The Fragalysis viewer has been customised for fragment screening workflows, is fully interactive and runs directly in your browser. When opening a target, you will be presented with an interface that allows you to interact with and curate data:
Share/snapshot this allows you to create and share a permanent link to your exact Fragalysis state
Tags This is how you can control which hits are visible by sites and other categories
LHS / Hits Here you can navigate all the hits and add visualisations to them (The Tags panel also belongs to the LHS)
The visualisation buttons are shared also with virtual hits (RHS) and work as follows:
All : show ligand in (CPK), protein side chains (lines), and interactions.
Ligand: Ligand (CPK)
Protein: Protein side chains (lines)
Interactions: Interactions
Surface: Electrostatic surface of the protein
Electron Density: Experimental electron density
Vectors: Possible vectors for elaboration
Controlling the 3D viewer
Fragalysis uses NGL viewer under the hood to visualise 3D models, inspect binding sites, and compare multiple structures at once. It can be easily controlled with mouse and keyboard inputs:
Key / Mouse action |
Effect |
|---|---|
scroll |
Zoom scene |
scroll + Ctrl |
Move near clipping plane |
scroll + Shift |
Move near clipping plane and far fog |
scroll + Alt |
Change isolevel of isosurfaces |
drag right |
Pan / translate scene |
drag middle |
Zoom scene |
drag left |
Rotate scene |
drag + Shift + right |
Zoom scene |
drag left + right |
Zoom scene |
drag + Ctrl + right |
Pan / translate hovered component |
drag + Ctrl + left |
Rotate hovered component |
click pick (middle) |
Auto view picked component element |
hover pick |
Show tooltip for hovered component element |
i |
Toggle stage spinning |
k |
Toggle stage rocking |
p |
Pause all stage animations |
r |
Reset stage auto view |
Geometric filtering
Geometric filtering allows you to limit hits based on their position in 3D space. When you click any structure in the NGL Viewer, a green semi-transparent sphere will appear. After clicking Apply in the Radius selection dialog, only hits that intersect with the sphere will be shown in the hit navigator.
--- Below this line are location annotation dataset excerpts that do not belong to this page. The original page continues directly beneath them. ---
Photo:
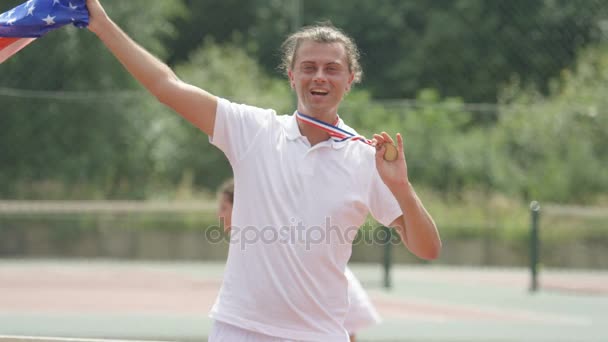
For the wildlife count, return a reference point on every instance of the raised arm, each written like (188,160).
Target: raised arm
(194,104)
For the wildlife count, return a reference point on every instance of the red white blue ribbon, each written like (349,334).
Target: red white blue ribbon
(337,134)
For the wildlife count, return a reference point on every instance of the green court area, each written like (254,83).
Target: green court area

This feature is ON by default and can be toggled in the Advanced Search dialog. If you turn it off, any existing geometric filtering is cleared and no spatial filtering will be applied.
Browsing experimental data (LHS)
The left-hand-side (LHS) user interface of Fragalysis allows you to select experimental data for display, download, and computation.
There are three panels Tag Details, Hit Navigator, and Snapshot:
Tag Details
Tags are user-defined labels used to organise, filter, and annotate structures and fragments within Fragalysis. They provide a flexible way to group related data and share interpretation without modifying the underlying experimental data. This section details how tags can be used to filter experimental data. To add and edit tags see the curating experimental (LHS) data page.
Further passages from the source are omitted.